Venice Excommunicated
On April 27th, 1509, the Pope attempted to restrict the power of Venice.
Giuliano della Rovere, elected Pope Julius II in 1503 by an overwhelming majority of his fellow cardinals, was the pontiff who commissioned Michelangelo to paint the ceiling of the Sistine Chapel and founded the Swiss Guard for his personal protection. Believing the papacy’s temporal power to be essential to its spiritual authority, he was determined to recover control over the whole territory of the Papal States, which had been partly gnawed away by rivals such as the Republic of Venice.

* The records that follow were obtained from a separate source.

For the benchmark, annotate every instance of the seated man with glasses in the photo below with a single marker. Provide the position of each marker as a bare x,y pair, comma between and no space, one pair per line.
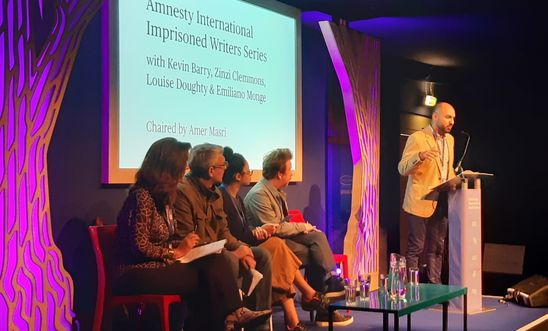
199,208
266,203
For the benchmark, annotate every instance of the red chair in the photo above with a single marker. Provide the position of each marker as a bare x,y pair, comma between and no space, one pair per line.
340,259
102,239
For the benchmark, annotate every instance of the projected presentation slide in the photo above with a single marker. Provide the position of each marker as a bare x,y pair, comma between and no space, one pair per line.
224,72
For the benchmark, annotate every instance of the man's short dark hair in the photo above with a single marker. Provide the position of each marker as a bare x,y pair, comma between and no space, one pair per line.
275,161
202,157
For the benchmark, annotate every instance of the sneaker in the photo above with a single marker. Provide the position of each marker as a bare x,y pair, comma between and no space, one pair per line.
335,288
338,319
298,327
243,317
318,302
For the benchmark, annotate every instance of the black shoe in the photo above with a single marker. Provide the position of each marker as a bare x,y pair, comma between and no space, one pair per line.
318,302
335,288
338,319
298,327
243,317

Venice had taken control of the cities of Faenza, Rimini and Ravenna to extend its territories on the Italian mainland. Announcing his intention to reduce Venice to the status of a fishing village, Julius organised an alliance with Louis XIII of France, the Holy Roman Emperor Maximilian I and King Ferdinand II of Aragon who, scenting rich pickings, allied as the League of Cambrai. Julius issued a ferocious bull that declared a solemn excommunication and interdict against the Republic which, as the historian John Julius Norwich summarised it, authorised
‘any other state or person to attack or despoil her or any of her subjects, to obstruct her traffic on land or sea and to do her all possible harm and hurt ...’
The Venetian authorities refused to accept the bull and forbade its publication anywhere in their territory, but in May a force of Venetian mercenaries was decisively trounced in battle by the French at Agnadello, near Cremona. Venice fell into profound gloom as the League went on to seize not only Faenza, Rimini and Ravenna, but Padua, Verona and Vicenza too, as well as Brindisi and Otranto in the south of Italy.
The horrified Venetians submitted to Pope Julius who, in a remarkable volte-face, allied the papacy with Venice to prevent the French from menacing his power in Italy.
After his improbable transformation into the saviour of Venice, Julius died in 1513. After years of fighting, complicated manoeuvrings and shifting alliances, the situation in Italy returned to the uneasy stalemate of the beginning of his papacy.